Its small population means that Wyoming has only one four-year college, the University of Wyoming. The school’s colors, brown and gold, along with the Steamboat bucking horse logo, have become state-wide symbols for Wyoming. True Wyomingites know that everyone in this square state should have a closet sporting brown and gold.
Any outsider who hears Wyoming will generally think about one thing, Yellowstone (or Kanye West), but there is so much more to the state than just the northwest corner. Geographically, Wyoming is a unique and diverse square; from the high-prairie granite rock formations in southeastern Wyoming to the natural skyscrapers of the Nothern Rockies, the Red Desert in the south to the pristine alpine lakes high in the mountains, from the cattle ranches to coal mines, and from Devil’s Tower to the steaming geysers in Yellowstone, this state truly is a gem with no shortage of places to explore.
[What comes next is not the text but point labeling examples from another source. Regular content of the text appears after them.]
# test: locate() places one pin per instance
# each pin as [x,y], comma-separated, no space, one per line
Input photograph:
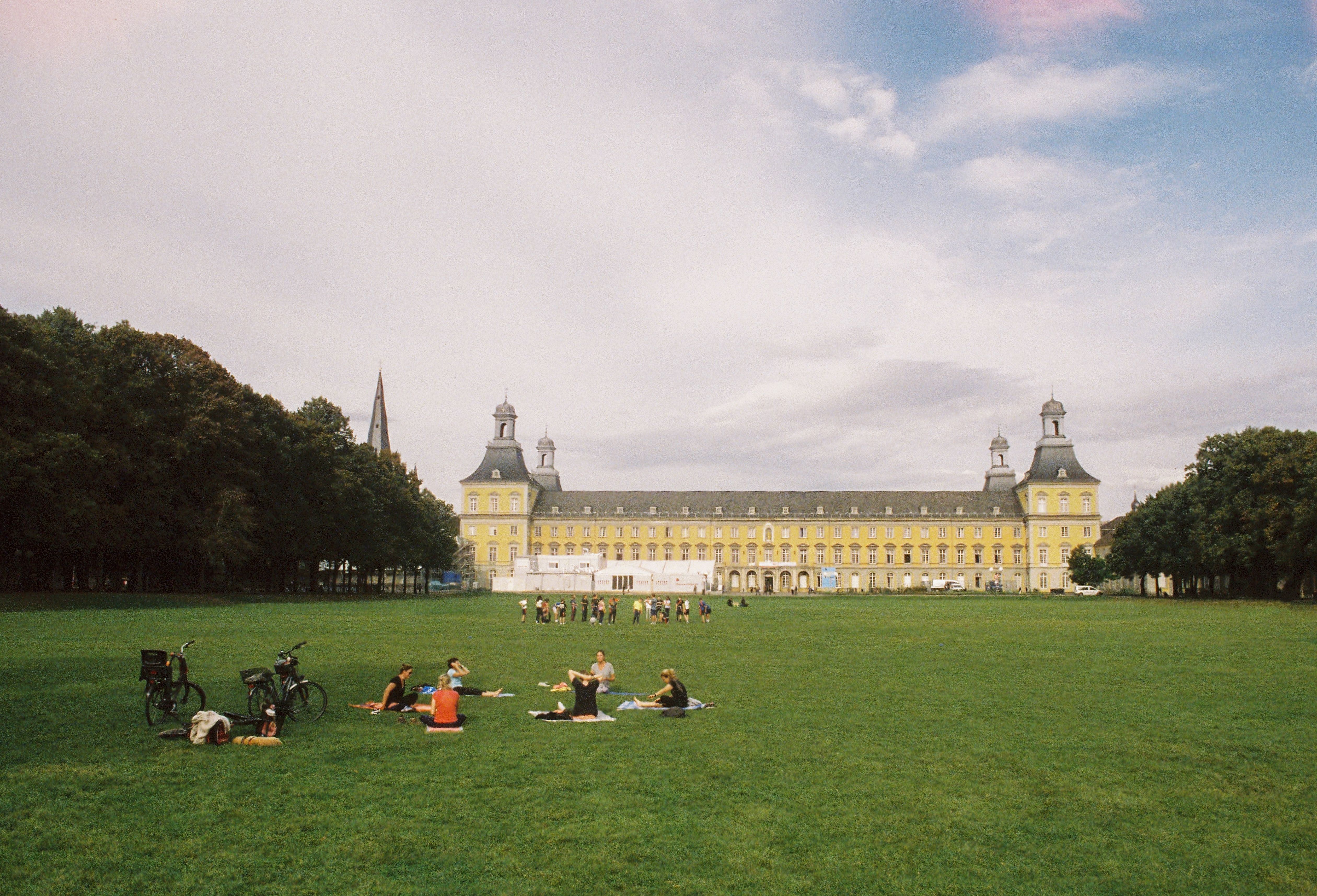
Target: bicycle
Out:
[164,696]
[293,697]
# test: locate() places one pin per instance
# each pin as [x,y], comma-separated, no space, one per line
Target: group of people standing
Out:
[593,609]
[662,609]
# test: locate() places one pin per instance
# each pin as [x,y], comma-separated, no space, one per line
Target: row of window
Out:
[1086,503]
[473,505]
[515,529]
[820,555]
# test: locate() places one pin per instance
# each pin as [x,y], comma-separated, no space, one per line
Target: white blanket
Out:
[601,717]
[202,725]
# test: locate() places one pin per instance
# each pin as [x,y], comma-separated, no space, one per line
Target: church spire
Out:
[379,420]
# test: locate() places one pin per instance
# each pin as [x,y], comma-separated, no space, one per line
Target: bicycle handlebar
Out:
[285,653]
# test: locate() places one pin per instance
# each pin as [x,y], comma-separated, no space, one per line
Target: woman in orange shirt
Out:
[444,707]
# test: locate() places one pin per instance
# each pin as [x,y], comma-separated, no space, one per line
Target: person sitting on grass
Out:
[587,688]
[674,694]
[444,707]
[396,692]
[602,670]
[456,671]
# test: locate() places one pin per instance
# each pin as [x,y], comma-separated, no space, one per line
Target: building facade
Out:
[1016,536]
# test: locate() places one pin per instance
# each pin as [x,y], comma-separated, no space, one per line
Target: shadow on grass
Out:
[26,601]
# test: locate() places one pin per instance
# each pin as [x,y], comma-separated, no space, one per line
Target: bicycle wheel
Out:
[308,703]
[189,697]
[259,699]
[160,704]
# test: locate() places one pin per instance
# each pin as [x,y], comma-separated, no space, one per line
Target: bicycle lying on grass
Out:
[294,696]
[165,696]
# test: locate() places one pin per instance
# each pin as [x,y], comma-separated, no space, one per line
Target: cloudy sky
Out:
[797,246]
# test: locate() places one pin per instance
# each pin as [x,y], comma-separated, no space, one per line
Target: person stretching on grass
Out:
[444,707]
[674,694]
[456,671]
[587,707]
[396,692]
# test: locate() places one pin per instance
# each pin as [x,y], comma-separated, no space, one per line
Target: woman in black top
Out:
[396,692]
[587,688]
[674,694]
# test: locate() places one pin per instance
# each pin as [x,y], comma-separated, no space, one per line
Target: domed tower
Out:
[504,460]
[999,478]
[546,475]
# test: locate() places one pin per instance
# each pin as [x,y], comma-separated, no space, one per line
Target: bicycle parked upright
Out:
[165,696]
[293,696]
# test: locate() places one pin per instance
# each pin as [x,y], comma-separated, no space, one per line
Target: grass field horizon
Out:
[876,745]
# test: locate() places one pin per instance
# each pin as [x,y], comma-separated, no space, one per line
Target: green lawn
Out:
[859,746]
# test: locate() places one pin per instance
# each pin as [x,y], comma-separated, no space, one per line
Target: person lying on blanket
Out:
[396,692]
[456,671]
[587,687]
[444,707]
[674,694]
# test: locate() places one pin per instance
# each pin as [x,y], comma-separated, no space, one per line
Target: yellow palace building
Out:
[1016,536]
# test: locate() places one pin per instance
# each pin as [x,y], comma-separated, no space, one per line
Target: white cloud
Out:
[1011,91]
[561,201]
[857,110]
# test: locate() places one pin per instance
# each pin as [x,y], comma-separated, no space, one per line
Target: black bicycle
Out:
[166,697]
[293,696]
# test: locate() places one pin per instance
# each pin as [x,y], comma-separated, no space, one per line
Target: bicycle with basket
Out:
[293,696]
[164,696]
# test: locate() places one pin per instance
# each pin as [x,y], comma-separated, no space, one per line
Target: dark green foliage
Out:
[1244,520]
[1088,570]
[135,460]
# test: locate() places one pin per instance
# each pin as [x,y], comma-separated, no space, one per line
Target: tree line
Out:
[132,460]
[1243,524]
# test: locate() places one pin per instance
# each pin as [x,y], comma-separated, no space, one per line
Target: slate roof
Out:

“Over a century ago our founders knew this land was special,” Wyoming Governor Mark Gordon said on his Facebook page. “I’m proud to be governor of the Cowboy State and celebrate everything that makes it unique.”
Another unique brag that Wyoming holds is this state was the first to allow women to vote, dubbing it “The Equality State” along with its other nickname, “The Cowboy State”.
“I know Wyomingites are proud, too,” Gordon said. “Show your brown and gold and your Wyoming pride today. Happy 130 years, Wyo!”